Another noticeable trend on the rise is localities across the country sponsoring crowdsourcing events and hackathon competitions as an alternative approach to the traditional solicitation processes for Web development solutions and services. In 2010, after working with CFA, the city of Boston took a one-day hackathon event to the next level by creating a permanent office within local government. The New Urban Mechanics Office was created to hire full-time programmers for in-house IT development projects as well as to conduct outreach to encourage, field, and partner with small IT entrepreneurs.
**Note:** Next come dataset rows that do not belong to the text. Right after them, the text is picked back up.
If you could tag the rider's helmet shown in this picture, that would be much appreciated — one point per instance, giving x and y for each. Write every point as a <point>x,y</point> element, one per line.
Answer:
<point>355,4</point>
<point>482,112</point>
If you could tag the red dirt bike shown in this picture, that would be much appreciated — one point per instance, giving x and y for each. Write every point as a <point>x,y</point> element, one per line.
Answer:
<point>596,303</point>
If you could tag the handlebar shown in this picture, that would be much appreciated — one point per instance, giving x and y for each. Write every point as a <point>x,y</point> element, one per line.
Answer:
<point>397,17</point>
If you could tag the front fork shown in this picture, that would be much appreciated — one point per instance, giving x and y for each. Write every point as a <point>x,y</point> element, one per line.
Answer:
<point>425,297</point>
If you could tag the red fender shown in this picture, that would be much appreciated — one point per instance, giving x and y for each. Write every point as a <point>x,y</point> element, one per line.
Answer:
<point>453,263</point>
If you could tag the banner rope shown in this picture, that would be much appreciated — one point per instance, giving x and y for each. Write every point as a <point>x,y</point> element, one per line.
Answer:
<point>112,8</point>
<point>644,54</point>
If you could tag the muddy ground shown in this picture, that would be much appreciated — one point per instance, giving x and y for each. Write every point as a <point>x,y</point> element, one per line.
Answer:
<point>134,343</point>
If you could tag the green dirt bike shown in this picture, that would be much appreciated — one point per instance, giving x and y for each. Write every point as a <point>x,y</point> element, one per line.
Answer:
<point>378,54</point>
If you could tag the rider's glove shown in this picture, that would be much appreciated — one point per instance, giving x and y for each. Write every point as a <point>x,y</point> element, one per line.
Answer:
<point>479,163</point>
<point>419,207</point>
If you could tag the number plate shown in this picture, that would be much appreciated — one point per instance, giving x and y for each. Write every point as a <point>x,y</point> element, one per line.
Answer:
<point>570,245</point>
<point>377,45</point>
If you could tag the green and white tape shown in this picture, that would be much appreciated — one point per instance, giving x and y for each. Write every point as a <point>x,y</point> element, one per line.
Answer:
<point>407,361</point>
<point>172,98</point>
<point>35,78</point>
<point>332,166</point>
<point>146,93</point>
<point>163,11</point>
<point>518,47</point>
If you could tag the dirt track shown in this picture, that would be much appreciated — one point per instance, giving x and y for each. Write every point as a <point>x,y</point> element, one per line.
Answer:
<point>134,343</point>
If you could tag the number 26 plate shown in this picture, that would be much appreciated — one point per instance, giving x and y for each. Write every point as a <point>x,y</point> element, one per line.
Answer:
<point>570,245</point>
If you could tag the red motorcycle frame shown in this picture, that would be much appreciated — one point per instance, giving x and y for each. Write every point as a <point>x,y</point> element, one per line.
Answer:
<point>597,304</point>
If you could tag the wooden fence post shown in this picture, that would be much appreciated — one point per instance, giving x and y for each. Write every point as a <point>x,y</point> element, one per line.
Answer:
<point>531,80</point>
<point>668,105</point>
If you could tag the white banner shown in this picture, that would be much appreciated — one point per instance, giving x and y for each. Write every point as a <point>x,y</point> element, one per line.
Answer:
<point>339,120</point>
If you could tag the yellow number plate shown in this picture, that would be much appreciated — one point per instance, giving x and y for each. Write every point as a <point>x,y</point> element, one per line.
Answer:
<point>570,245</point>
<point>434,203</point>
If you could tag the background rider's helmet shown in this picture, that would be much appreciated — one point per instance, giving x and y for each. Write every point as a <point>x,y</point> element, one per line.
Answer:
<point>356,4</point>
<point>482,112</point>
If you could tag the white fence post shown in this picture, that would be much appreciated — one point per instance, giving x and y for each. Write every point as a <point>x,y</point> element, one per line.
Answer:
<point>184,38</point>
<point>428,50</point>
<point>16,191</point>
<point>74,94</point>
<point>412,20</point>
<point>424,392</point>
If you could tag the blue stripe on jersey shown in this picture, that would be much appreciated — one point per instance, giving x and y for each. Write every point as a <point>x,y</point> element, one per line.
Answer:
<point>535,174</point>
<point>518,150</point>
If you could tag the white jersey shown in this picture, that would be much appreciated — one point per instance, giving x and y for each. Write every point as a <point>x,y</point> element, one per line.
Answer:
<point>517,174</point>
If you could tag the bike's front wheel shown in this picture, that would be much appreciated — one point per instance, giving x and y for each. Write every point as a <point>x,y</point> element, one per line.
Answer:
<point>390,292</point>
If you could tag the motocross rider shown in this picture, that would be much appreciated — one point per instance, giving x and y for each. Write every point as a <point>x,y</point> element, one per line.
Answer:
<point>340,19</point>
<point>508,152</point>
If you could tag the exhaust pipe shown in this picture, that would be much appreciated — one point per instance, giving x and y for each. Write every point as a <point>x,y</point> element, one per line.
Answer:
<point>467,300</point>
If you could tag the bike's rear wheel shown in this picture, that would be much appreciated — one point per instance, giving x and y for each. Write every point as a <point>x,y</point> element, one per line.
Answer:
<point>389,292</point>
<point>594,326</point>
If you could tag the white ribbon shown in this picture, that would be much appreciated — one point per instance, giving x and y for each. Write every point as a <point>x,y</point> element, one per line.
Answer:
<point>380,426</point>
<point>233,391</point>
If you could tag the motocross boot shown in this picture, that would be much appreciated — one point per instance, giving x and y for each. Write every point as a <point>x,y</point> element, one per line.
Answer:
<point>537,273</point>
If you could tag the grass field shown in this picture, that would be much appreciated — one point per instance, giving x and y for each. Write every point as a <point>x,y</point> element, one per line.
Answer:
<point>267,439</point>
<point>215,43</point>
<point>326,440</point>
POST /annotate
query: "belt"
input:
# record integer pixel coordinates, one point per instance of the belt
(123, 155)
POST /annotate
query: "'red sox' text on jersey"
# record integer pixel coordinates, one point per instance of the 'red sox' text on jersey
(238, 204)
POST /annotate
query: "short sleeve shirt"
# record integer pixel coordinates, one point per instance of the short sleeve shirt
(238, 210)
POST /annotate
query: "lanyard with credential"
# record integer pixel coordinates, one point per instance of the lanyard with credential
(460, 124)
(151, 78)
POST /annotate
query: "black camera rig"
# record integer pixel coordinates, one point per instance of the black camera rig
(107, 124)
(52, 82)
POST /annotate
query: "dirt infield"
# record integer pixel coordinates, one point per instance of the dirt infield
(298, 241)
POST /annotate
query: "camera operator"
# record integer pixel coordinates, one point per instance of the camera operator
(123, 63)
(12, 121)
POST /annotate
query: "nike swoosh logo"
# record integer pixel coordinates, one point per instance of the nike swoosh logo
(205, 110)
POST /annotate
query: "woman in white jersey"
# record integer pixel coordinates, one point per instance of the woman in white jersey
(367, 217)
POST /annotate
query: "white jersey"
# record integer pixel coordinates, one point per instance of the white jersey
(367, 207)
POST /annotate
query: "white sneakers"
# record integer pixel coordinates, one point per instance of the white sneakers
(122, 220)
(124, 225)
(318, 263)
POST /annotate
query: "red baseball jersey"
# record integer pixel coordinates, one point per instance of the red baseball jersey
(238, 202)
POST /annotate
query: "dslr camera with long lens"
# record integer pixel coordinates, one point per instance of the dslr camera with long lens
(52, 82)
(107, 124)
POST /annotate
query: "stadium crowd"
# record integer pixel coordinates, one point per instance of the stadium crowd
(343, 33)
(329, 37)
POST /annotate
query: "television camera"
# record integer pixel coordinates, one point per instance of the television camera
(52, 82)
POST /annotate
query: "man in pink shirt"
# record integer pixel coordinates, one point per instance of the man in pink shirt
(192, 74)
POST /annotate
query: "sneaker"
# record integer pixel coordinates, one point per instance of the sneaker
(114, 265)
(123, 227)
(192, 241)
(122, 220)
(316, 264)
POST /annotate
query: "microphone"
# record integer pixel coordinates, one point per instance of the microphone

In another CFA spinoff, White House Chief Technology Officer Todd Park created the Presidential Innovation Fellows (PIF) program to pair “top innovators from the private sector, non-profits, and academia with top innovators in government to collaborate on solutions” using technology. On August 23, 18 innovators from outside of government were selected to work on one of five projects over the course of six months. The PIF program’s goal is to synthesize open data, expand e-government services, and simplify the RFP process by “building a platform that makes it easier for small high-growth businesses to navigate the federal government, and enable agencies to quickly source low-cost, high-impact information technology solutions.”
One of the five projects, RFP-EZ, was born after Sean Green, head of the Small Business Administration’s Investment and Innovation Program, remembered an instance with the Department of Health and Human Services (HHS). The department had a need for an IT project, but the project’s estimated cost was $5 million to implement by a traditional IT vendor. After some research and outreach, HHS partnered with smaller IT companies that were able to complete the project for just more than $400,000.
During the PIF announcement, Green gave an open call to developers, contracting officers, and small Web development firms to join the effort and participate through Github.com, which is an open platform where RFP-EZ will be demoed. If successful, many state and local level governments will likely partner with or imitate the RFP-EZ project. Park took to Twitter after the announcement to confirm that the PIF will also be working with both state and local governments, in addition to the federal government, to create these IT solutions.
At all levels of government, innovation and affordability have been contradictory terms. The Code for America debunked the idea that quality Gov 2.0 solutions and services had to come at a premium. CFA seems to have been the catalyst for the future direction of Gov 2.0. Governments willing to take the early leap by circumventing their IT procurement process and engaging with innovators directly can expect some growing pains, but they will likely be dulled by ultimate cost savings.
The traditional format of government procurement has been grounded in the 1950’s-style door-to-door salesman. Governments release a solicitation and wait for the salesman to ring their door bell to peddle goods. Now, government agencies with strict budgets have the option to shop around without going through a lengthy and expensive procurement process. Governments want convenience and efficiency without having to sacrifice quality and they are willing to go outside the traditional procurement process to get it.